Sulloway's contention that birth order effects are dependent on family size is supported by these measures of communicative behavior. It is also immediately apparent that birth order affects our tendency to talk. However, these effects are far from simple. Sulloway's procedure (examining two-and three--sibling families separately) proved to be a useful way to examine these effects on communicative behavior. When generalized birth order effects were examined, two-sibling groups showed differences in dominance only, and when three-sibling groups were examined, differences appeared in time taken, argumentativeness, and rhetorical sensitivity. These effects show clearly that birth order has an effect on communicative behavior.

When order effects are examined as they interact with other psychological predispositions, they become more prominent. In two-sibling families, birth order interacts with self-esteem in time taken, dominance, inhibition, and apprehension, and birth order produces main effects in sensitivity and noble selves. In three-sibling families, the only significant interaction appeared in time taken, with main effects for order for argumentation and attitude. When birth order was examined in interaction with locus of control, few effects were observed.
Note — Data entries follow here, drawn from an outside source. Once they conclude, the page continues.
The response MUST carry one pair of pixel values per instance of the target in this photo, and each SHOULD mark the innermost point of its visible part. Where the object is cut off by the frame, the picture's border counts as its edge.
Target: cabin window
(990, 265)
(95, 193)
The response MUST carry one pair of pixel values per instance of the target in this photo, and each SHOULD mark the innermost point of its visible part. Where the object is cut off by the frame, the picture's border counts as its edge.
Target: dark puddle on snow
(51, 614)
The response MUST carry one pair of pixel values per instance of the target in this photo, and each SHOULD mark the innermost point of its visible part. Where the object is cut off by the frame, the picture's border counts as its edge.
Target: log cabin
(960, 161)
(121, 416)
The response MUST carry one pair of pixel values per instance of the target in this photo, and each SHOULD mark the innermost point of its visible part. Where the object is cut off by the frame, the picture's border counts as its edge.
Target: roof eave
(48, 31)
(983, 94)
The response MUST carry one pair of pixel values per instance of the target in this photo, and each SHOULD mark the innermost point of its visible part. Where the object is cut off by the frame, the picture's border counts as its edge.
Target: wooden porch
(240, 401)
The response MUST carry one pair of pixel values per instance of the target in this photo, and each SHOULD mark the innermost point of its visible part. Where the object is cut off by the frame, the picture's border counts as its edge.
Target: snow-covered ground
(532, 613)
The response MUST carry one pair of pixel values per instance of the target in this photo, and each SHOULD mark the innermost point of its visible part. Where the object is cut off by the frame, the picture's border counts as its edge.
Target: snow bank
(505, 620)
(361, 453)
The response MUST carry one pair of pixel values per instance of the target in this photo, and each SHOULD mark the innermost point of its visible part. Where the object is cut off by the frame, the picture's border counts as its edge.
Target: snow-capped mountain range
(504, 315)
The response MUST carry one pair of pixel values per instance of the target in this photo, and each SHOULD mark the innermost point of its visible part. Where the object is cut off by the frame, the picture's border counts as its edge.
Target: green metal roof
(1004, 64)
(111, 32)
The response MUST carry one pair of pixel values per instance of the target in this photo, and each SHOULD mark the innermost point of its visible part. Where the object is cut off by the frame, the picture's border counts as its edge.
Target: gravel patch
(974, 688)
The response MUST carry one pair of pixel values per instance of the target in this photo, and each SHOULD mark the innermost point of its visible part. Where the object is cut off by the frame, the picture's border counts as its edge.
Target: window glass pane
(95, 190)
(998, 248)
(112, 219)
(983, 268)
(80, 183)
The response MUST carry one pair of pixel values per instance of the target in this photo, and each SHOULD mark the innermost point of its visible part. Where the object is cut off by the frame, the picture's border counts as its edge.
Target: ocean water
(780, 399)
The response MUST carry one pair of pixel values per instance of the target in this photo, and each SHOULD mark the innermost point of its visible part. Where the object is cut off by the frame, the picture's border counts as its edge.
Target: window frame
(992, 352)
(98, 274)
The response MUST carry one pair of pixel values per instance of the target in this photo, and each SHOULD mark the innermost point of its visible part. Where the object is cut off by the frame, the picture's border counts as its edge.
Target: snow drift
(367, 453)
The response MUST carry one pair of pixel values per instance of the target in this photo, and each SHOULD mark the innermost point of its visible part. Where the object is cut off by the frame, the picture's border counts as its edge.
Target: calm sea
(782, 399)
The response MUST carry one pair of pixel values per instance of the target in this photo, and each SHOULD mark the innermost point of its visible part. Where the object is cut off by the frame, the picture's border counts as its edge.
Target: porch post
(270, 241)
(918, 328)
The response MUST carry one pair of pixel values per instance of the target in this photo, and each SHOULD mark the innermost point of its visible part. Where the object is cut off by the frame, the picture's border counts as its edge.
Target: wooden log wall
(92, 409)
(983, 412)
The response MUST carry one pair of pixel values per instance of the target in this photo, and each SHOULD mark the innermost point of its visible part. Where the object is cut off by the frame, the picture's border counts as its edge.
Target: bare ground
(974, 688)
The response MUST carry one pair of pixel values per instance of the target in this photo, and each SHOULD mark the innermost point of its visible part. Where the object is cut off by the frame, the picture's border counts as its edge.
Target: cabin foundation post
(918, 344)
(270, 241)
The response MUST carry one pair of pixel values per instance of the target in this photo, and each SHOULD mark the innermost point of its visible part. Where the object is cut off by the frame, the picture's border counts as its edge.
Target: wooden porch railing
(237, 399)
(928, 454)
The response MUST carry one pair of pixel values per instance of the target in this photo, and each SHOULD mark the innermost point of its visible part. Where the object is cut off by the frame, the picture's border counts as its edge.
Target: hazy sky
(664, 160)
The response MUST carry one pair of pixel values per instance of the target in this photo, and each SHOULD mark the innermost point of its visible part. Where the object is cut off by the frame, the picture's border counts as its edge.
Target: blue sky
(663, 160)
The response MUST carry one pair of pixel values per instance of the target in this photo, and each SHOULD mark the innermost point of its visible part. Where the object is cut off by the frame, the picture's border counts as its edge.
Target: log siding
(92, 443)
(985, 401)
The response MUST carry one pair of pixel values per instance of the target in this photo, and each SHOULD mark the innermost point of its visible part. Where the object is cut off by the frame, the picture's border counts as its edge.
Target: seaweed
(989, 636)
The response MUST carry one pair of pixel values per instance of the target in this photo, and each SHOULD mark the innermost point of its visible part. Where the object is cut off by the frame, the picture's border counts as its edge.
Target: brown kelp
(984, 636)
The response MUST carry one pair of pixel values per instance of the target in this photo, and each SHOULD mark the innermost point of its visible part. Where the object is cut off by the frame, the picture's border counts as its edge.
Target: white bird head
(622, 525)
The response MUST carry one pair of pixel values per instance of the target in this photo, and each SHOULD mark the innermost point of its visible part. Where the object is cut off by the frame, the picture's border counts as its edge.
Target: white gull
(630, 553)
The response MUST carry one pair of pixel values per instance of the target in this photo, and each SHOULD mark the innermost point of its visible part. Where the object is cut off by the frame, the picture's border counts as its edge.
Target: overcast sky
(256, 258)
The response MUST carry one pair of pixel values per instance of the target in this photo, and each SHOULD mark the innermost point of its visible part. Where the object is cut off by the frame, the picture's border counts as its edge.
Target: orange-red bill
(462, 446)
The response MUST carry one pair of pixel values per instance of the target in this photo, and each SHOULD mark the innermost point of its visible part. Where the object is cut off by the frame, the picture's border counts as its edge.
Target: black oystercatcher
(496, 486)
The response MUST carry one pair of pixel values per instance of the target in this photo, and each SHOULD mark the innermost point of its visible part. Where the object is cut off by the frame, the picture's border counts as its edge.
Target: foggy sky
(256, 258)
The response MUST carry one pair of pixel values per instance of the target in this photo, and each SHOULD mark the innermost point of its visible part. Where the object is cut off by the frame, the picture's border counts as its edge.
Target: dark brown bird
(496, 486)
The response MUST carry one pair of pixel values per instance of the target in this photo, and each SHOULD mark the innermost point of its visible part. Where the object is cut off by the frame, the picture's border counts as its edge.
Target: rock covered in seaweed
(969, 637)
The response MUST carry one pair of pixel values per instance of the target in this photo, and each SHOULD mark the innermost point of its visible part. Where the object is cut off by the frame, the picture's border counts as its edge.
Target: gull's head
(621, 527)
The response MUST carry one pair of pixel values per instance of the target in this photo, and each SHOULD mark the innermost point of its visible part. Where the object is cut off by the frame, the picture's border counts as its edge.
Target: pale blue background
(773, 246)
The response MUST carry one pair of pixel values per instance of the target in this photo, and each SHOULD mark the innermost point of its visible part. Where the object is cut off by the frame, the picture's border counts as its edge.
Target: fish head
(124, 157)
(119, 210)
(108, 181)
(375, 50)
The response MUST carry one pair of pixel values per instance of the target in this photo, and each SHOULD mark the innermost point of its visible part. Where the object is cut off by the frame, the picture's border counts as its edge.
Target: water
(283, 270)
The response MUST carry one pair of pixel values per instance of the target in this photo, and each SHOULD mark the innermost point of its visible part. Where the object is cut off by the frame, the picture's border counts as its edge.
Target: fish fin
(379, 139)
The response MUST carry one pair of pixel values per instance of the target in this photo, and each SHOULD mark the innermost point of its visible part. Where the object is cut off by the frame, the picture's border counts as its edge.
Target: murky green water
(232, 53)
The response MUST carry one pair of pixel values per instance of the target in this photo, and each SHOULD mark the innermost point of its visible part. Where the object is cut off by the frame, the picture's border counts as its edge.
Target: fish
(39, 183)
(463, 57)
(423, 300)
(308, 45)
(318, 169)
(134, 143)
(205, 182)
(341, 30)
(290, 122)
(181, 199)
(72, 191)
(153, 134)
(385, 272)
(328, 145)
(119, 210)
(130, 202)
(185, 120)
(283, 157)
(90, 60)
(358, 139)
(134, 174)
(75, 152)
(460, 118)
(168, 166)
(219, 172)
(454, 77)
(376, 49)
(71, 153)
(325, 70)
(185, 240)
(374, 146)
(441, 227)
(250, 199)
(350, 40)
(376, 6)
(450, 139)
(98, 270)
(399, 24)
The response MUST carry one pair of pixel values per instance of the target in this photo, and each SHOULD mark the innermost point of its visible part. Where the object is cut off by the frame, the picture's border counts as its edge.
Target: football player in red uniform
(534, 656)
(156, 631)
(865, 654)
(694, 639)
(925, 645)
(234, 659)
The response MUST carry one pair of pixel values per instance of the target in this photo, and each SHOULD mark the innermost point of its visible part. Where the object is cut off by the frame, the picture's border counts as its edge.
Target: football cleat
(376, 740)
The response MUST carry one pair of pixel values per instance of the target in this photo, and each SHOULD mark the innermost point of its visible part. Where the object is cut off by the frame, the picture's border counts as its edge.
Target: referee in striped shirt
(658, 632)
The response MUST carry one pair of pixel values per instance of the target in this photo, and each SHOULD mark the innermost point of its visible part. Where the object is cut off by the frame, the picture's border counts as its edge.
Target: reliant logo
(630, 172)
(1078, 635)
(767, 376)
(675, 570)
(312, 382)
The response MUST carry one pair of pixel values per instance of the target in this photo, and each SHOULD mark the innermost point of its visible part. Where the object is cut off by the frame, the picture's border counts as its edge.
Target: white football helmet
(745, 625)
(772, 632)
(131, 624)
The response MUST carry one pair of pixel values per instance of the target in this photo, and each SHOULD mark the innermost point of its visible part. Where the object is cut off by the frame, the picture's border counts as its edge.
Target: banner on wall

To answer the question "does birth order affect communicative behavior?" we would respond by noting that communicative behavior can be defined in a number of ways, but that in measures of "talking," order effect do appear. Second borns are more dominant in two-sibling families, and third-borns in three-sibling families take more time. In these three-sibling families, first borns are more argumentative. In short, there are many birth order differences in communicative behavior, but, by and large, the are not general ones, but depend on family size, method of assessment, and degree of self-esteem.

Self-esteem and Locus of Control as "Mediators." One question that arises immediately is the possibility that self-esteem and locus of control might well be affected by birth order and that their status as "mediators" would therefore be compromised. This question can only be answered by examining the means of these two variables for the varying conditions. These means are presented in Table 7.

-------------------------

Table 7 about here

-------------------------



All statistical tests for differences among these means resulted in nonsignificance, but the locus of control measure in three sibling families seems to be smaller for second borns, indicating that this group feels that they have less control over their lives than do the other groups. Tempting as this interpretation might be (it might well explain the disappointing results in the analyses using this measure as an interactant), the fact is that the comparison yielded an F of 1.56 with a probability of .224. Table 7. Indicates that these two indices are probably independent of birth order.

Limitations. We are certainly aware of the many difficulties inherent in this study. First, the assessment of birth order was cruder than we would have liked. A two-sibling family in which the siblings are separated by ten years or more is quite different from a two-sibling family where siblings are only a few years apart. We did not assess this important variable, which might well have resulted in different findings. Power is also a significant problem in these data analyses. Using Feldt and Mahmoud's ' calculation, we concluded that power was less than .4 in most of these statistical tests (Feldt & Mahmoud, 1958). Nonetheless, we are encouraged by the differences that did appear.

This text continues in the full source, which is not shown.